Three police officers at separate stations believed to be involved in Jiang Tianyong's detention refused to answer questions when contacted by USA TODAY. His wife's concerns, and lack of information, are commonplace among the relatives and friends of people targeted in recent weeks by Chinese security forces.
"I can't sleep at night," says Pang Jinhua, mother-in-law of lawyer Teng Biao, missing since Feb. 19. "I don't understand why he has been taken. He takes on cases to help ordinary people. He doesn't break rules or do anything bad," she says.
Cohen says lawyers such as Teng draw attention by defending "sensitive" clients such as dissidents or members of Falun Gong, whose members have been severely repressed.
"These are three terrific people, and China's future will be better if they are participating," Cohen says. "Jiang Tianyong was a schoolteacher but so interested in human rights he felt he better become a lawyer. He's a totally admirable person."
Cohen says President Obama and Secretary of State Hillary Rodham Clinton need to continue to speak publicly about such cases if the activists are to have a chance at their freedom.
"It may not get them out but it increases the pressure," he said.
Other rights lawyers say they are receiving increased police surveillance.
Lawyer Li Heping says his home is under constant watch and up to four plainclothes policemen tail him when he leaves his home.
"I told the police I have nothing to do with the Jasmine rallies and I'm not participating, but still they want to control me. To the authorities, " 'every bush and tree seems an enemy,' " Li says, using a Chinese phrase.

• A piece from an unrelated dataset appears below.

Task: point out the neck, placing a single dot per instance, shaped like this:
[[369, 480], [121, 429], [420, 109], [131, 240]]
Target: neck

In Chengdu, a major city in southwest China, friends of writer and blogger Ran Yunfei remain in shock over his detention Feb. 20 and the subsequent charge of "subversion of state power," a more serious crime than the "inciting subversion" charge used to jail Nobel Peace Prize winner Liu Xiaobo in 2009, says Wang Yi, a local church leader.
"Ran is a typical example of an intellectual who opposes violent or overnight change and instead tries to gradually build up China's civil society, not bring about revolution," Wang says. "If any of us go to the street or spread information in the hope people can express their opinions, that is within a citizen's rights and not subverting state power, let alone inciting subversion."

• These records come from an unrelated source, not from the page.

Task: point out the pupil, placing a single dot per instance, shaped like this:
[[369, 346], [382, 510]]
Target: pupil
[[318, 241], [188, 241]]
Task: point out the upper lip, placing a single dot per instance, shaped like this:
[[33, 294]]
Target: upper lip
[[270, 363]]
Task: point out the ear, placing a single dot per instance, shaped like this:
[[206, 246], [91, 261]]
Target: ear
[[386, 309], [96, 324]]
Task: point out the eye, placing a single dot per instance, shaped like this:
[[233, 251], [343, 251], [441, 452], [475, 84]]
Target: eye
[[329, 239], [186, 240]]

The clampdown shows "the government is very nervous, and their reaction is to pre-empt social discontent merging with the mobility of activists and the power of the Internet, as happened in the Middle East," says Wang Songlian, a researcher for China Human Rights Defenders.
As world attention is focused elsewhere, China's security forces are seizing the opportunity to crack down on perceived opponents, she says.
Jin Bianling hopes her husband, Jiang, will be released, worried that he will be abused or worse in prison. Even if he is set free, she doubts he will curb his efforts on behalf of people targeted as enemies of the authoritarian state.
"He says that helping disadvantaged people is the most meaningful thing he can do," she says.